Chinesische Stahlfirma ausgebootet: Labour auf der Jagd nach Koks
Die britische Regierung übernimmt die letzten Stahlwerke im Land. Damit will sie nicht nur Arbeitsplätze sichern. Es geht um viel mehr.

Am dringendsten ist es nun, Koks-Nachschub zu sichern. Am Montag teilte die Regierung mit, zwei Frachtladungen seien von der nordenglischen Küste in Immingham aus unterwegs und würden in den nächsten Tagen Scunthorpe erreichen. Eine dritte Ladung liege vor Afrika.
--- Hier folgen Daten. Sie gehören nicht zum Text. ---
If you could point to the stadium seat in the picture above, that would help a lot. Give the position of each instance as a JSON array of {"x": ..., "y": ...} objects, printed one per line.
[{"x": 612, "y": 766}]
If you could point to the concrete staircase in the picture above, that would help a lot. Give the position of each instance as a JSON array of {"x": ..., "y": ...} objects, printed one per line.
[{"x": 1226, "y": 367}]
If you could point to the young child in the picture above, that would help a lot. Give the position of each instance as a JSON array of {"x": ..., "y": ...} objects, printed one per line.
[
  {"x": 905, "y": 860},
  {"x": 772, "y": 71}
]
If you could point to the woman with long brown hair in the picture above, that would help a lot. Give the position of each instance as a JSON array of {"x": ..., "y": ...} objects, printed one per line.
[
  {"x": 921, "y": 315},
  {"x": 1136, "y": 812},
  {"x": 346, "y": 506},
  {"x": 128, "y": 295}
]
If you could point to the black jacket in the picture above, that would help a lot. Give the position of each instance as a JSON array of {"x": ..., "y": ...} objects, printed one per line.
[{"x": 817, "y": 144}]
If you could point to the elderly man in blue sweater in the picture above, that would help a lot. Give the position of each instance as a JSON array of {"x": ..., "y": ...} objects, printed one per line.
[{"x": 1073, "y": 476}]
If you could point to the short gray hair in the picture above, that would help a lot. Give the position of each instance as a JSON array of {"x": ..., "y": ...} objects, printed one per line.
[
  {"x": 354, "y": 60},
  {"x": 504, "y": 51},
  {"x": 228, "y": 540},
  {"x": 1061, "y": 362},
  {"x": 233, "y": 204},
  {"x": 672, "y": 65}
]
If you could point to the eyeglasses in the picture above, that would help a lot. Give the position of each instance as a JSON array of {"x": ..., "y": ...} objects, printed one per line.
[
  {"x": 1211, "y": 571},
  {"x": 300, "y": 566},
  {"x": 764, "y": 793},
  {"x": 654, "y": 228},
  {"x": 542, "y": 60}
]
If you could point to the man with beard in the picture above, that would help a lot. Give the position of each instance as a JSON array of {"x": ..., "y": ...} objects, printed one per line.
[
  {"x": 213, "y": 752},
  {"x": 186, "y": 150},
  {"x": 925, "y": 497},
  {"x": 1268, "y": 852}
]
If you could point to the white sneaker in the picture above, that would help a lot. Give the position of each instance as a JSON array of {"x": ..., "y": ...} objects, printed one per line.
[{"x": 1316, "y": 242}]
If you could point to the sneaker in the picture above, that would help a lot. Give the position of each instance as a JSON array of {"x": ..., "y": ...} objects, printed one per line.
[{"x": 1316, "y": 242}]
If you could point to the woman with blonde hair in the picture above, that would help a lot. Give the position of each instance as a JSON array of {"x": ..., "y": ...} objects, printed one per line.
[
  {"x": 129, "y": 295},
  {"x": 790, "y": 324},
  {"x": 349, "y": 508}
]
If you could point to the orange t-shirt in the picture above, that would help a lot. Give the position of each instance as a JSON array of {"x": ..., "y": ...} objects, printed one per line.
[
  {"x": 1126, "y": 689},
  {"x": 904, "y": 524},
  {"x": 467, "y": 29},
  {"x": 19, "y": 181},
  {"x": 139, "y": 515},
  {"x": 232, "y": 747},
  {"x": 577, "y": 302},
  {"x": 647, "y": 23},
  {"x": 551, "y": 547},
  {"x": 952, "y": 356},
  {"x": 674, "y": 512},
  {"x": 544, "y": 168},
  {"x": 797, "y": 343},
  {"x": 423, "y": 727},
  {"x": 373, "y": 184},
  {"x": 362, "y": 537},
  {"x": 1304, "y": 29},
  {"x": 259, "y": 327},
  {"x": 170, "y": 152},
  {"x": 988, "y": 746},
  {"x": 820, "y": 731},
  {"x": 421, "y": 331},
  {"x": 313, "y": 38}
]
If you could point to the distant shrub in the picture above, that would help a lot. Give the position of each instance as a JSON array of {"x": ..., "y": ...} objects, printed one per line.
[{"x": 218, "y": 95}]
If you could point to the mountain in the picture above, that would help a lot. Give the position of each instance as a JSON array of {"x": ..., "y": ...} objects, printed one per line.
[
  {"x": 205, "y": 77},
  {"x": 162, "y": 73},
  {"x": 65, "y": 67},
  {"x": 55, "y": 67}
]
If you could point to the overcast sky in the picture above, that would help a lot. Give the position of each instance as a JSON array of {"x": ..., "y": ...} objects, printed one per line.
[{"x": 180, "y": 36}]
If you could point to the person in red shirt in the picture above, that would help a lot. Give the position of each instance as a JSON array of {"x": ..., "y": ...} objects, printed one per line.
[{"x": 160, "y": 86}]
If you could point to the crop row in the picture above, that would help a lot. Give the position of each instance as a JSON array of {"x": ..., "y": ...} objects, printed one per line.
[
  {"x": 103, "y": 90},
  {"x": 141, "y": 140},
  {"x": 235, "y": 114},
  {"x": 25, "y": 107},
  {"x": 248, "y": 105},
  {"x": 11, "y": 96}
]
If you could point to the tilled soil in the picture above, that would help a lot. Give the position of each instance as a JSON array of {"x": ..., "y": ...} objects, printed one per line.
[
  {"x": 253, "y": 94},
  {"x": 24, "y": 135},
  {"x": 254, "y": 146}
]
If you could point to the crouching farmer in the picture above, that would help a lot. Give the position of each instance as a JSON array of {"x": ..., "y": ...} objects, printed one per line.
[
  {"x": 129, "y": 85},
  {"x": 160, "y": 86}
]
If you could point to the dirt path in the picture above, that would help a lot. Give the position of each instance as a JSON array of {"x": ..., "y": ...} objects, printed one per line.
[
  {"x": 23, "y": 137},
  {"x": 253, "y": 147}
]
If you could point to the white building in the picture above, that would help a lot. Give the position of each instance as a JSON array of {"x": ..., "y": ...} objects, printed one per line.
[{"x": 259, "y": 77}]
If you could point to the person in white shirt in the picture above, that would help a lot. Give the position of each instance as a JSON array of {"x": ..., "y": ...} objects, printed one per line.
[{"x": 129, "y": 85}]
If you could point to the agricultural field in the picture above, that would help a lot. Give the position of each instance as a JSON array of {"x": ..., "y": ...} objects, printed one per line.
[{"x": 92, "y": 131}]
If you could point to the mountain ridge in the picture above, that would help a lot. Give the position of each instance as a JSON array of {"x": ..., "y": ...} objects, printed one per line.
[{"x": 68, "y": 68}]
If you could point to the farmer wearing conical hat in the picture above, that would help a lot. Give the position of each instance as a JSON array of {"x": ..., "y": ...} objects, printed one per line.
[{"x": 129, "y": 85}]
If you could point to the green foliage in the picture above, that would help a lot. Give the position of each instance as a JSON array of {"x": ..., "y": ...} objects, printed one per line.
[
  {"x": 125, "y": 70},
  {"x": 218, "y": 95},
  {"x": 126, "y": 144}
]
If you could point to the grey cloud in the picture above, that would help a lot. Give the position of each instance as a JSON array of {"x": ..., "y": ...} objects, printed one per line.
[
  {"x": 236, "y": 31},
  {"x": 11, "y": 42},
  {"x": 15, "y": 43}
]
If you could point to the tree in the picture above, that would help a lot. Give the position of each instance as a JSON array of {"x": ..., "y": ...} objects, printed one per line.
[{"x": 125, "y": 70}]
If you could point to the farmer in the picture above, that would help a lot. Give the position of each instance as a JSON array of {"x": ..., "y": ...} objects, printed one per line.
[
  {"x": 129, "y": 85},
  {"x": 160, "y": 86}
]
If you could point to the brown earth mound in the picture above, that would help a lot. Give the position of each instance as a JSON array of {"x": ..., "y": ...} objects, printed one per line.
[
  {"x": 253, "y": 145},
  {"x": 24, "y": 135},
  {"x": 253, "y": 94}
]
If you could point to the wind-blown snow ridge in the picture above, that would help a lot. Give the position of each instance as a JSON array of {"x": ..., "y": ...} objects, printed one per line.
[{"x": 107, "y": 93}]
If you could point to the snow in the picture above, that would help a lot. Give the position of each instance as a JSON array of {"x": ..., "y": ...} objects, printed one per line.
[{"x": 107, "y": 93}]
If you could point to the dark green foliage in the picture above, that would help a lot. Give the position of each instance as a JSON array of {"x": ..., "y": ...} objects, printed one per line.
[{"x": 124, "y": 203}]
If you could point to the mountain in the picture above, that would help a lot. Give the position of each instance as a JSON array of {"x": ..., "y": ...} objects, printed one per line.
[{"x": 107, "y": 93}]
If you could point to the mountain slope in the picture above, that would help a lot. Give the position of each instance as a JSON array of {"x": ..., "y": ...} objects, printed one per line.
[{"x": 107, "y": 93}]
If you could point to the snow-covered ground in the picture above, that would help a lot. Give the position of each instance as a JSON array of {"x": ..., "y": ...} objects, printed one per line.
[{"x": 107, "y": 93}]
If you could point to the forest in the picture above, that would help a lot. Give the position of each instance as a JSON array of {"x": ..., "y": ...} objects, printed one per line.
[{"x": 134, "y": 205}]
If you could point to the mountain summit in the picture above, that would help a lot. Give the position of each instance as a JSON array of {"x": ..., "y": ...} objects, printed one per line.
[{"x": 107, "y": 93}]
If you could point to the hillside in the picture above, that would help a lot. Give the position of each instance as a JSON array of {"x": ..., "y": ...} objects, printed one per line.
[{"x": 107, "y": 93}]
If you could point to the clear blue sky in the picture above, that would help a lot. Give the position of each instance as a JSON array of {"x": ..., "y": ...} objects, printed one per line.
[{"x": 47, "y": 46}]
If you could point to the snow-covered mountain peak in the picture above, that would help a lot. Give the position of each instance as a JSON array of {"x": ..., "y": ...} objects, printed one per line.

Das Werk macht täglich einen Verlust von umgerechnet 810.000 Euro. Dass die Regierung es retten will, liegt nicht nur daran, dass es rund 2.700 Arbeitsplätze direkt und bis zu 35.000 indirekt sichert. Stahl galt einst als Herz des britischen Empires, hat also hohen symbolischen Wert.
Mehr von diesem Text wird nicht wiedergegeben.